When they left last Sunday, I was tossed right back. Two years? Or just yesterday?
I remember my parents coming to her hospital room three days before she died. She told them she loved them, and that they had raised a good boy. My mom cried. I wondered why in the hell she was talking like that. She knew, but I didn’t.
That same day, she went from walking to the bathroom in the cancer ward to not being able to stand in the neuro-ICU. How could her physical condition deteriorate in such a very short time? I recall the look on her face – “Danny, I can’t walk.” The panic ensued, for both of us.
I had an anxiety attack the next day. I had never had a situation in life that I couldn’t control. I wanted to fix things, but I simply could not. What a failure, I thought. I’m a weak man. My prayers, my actions – they’re just not enough.
I picture the car ride to Duke for Stephanie’s last visit with her mom. She asked me, “What if you and mom die, who would take care of me?” A valid question from a fragile fourth grader. Your innocence is gone.

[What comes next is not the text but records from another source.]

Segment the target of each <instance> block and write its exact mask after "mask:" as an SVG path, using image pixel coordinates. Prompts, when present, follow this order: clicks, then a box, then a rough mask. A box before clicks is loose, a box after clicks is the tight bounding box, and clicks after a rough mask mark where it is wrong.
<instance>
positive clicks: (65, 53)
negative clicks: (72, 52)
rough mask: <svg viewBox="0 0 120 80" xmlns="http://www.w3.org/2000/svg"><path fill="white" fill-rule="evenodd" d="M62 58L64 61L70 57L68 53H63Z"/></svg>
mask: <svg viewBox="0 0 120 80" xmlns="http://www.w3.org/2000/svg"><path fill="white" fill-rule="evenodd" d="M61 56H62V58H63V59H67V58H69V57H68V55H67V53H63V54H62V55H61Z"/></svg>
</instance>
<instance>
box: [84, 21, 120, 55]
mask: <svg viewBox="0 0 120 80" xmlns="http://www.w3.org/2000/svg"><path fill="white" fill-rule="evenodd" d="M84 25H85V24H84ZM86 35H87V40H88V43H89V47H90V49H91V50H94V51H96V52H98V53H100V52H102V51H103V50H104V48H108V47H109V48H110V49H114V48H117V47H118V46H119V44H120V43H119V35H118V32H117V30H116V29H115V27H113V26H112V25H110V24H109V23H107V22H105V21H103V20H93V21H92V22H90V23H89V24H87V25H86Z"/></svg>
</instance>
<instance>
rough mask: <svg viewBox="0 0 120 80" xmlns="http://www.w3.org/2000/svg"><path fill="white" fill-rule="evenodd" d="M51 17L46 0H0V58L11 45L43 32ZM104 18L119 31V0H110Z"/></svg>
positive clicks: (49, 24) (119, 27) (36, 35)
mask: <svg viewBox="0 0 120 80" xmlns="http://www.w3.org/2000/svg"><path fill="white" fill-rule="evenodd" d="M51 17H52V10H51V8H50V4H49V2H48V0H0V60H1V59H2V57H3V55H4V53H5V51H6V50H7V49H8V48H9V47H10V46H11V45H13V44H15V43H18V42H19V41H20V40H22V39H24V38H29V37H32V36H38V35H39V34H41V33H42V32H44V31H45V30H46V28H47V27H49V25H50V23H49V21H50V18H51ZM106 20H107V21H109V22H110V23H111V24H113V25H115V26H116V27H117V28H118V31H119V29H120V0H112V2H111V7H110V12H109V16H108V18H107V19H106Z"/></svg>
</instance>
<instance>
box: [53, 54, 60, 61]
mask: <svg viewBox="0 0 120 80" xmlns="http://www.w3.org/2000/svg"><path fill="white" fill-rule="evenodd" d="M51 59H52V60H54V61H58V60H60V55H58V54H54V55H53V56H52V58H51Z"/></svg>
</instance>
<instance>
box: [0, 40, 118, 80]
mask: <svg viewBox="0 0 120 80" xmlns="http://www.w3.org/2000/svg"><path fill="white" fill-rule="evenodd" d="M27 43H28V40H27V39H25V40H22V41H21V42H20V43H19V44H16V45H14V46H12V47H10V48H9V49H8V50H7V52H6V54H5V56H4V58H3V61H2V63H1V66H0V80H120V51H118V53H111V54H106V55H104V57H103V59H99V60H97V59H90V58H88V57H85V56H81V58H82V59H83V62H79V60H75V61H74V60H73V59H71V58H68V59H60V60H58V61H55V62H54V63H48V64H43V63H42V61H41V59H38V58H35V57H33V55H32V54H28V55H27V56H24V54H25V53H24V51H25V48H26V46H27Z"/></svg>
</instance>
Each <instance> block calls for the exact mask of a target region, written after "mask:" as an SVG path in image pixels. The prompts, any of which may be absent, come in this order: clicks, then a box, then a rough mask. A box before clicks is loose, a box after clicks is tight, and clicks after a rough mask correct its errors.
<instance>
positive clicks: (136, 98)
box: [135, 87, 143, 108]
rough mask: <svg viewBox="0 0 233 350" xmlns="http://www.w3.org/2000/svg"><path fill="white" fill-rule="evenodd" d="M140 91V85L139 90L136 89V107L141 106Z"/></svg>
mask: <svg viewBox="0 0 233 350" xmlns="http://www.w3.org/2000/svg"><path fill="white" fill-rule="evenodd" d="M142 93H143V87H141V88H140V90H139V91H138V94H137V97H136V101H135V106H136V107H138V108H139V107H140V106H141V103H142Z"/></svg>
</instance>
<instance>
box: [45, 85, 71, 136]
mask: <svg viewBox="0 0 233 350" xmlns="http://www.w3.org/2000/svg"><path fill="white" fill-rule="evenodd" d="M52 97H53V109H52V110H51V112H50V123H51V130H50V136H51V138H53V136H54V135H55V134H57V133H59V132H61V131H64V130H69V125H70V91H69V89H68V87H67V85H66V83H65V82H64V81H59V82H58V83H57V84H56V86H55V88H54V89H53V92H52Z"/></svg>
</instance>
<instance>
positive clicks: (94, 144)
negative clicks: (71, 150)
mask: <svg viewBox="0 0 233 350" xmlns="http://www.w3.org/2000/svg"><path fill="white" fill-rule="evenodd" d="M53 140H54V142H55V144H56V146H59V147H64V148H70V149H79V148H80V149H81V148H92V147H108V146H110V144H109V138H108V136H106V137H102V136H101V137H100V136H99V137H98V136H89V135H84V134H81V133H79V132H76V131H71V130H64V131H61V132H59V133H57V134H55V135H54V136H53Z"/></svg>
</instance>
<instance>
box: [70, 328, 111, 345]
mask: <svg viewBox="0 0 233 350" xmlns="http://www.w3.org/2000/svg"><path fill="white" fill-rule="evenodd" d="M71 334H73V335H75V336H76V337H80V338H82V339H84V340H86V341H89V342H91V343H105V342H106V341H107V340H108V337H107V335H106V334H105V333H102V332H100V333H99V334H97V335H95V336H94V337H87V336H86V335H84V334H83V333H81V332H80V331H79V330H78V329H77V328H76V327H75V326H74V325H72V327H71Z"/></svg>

The call at 1 am from my mother-in-law: “Come now. There’s not much time.” I remember standing in my closet picking out a dress to put on my sweet wife’s body. I chose her short black one with the little crop jacket. She did look good in that dress.
We held hands around her bed and prayed for our Lisa. Our nurse so touched, he cried along with us.
The morning she died, my friend Gordon stood in my kitchen, khakis and blue blazer. I thought to myself, “Wow – Gordon’s here. I wonder why he isn’t at work.”
Her mother typed her obituary as I recanted stories – the high points of her life – there were many.
As I walked to the sanctuary to honor my wife’s life’s work, I grabbed the hand of my old friend Mo. Hadn’t seen her in years. I was touched that she came.
Michelle fell asleep during the memorial service, emotionally and physically exhausted.
The morning my parents left town, and I was alone – really, really alone.
The pain subsides – but not this week. We relive it again, and we still miss our Lisa.